1 Introduction

There are many papers on assigning a graph to a ring \(R\), see [14, 9, 10]. In this paper, we introduce the M-principal graph of \(R\), denoted by \(M-PG(R)\), where \(M\) is an \(R\)-module. Throughout the paper all rings are commutative with non-zero identity and all modules are non-zero unitary.

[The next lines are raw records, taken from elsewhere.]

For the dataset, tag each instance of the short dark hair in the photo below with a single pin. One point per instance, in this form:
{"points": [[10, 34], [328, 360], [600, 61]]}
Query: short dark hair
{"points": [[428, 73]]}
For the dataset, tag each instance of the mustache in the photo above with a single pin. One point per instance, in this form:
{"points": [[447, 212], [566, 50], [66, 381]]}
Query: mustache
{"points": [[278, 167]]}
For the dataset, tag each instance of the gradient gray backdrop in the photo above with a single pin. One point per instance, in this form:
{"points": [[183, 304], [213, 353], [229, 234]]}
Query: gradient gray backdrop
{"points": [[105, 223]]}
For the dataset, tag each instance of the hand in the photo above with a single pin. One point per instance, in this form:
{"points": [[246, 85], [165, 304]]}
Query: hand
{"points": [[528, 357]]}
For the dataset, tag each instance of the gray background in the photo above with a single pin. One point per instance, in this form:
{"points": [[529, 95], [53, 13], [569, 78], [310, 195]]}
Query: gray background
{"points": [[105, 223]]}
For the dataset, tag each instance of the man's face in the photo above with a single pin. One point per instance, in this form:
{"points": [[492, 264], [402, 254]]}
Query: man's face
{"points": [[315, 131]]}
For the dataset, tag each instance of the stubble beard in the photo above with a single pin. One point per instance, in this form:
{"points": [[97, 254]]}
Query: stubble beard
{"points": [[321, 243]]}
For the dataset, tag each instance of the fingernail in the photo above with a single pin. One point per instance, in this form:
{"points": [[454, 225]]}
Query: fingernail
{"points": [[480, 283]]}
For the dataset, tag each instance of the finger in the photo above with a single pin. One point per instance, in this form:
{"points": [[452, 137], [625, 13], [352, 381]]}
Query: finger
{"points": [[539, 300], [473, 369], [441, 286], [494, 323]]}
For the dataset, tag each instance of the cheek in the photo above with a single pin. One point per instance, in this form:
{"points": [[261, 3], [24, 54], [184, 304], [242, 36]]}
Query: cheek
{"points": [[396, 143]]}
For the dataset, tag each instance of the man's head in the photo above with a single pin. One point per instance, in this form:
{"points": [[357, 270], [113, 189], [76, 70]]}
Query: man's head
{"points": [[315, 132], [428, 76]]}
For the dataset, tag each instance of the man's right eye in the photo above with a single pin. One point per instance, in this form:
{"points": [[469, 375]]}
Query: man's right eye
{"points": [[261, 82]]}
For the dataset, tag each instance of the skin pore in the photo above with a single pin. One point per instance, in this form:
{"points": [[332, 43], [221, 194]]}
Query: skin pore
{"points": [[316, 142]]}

Let \(R\) be a ring and \(M\) be an \(R\)-module. The annihilator of \(M\) is denoted by \(ann(M)\). The module \(M\) is called a faithful \(R\)-module if \(ann(M)=0\). Also, \(M\) is called an simple \(R\)-module if \(M\ne 0\), and \(M\) has no submodules other than \(0\) and \(M\). We denote the characteristic of \(R\) by char \(R\). Also, \(J(R)\) denotes the Jacobson radical of \(R\) and \(U(R)\) denotes the group of units of \(R\). A ring having just one maximal ideal is called a local ring and a ring having only finitely many maximal ideals is said to be a semilocal ring. The direct product of a family of rings \(\{R_i \mid i\in I \}\) is denoted by \(\prod _{i\in I}{R_i}\). As usual, \(\mathbb {Z}\), \(\mathbb {R}, \mathbb {C}\), and \(\mathbb {Z}_n\) will denote the integers, real numbers, complex numbers and integers modulo \(n\), respectively.

A graph in which each pair of distinct vertices is joined by an edge is called a complete graph. The complete graph on \(n\) vertices is denoted by \(K_n\). A graph \(G\) is called regular if each vertex has the same number of neighbors. An empty graph is one whose edge set is empty. Let \(G\) be a graph. The set of vertices and the set of edges of \(G\) are denoted by \(V(G)\) and \(E(G)\), respectively. “A subgraph \(H\) of \(G\) is said to be an induced subgraph of \(G\) if it is a subgraph i.e. \(V(H)\subset V(G)\) and \(E(H)\subset E(G)\) and it has exactly the same edges that appear in \(G\) over the vertices \(V(H)\) i.e. \(\forall u,v\in V(H)\) an edge \(e=uv\in E(H)\) if and only if \(e\in E(G)\).”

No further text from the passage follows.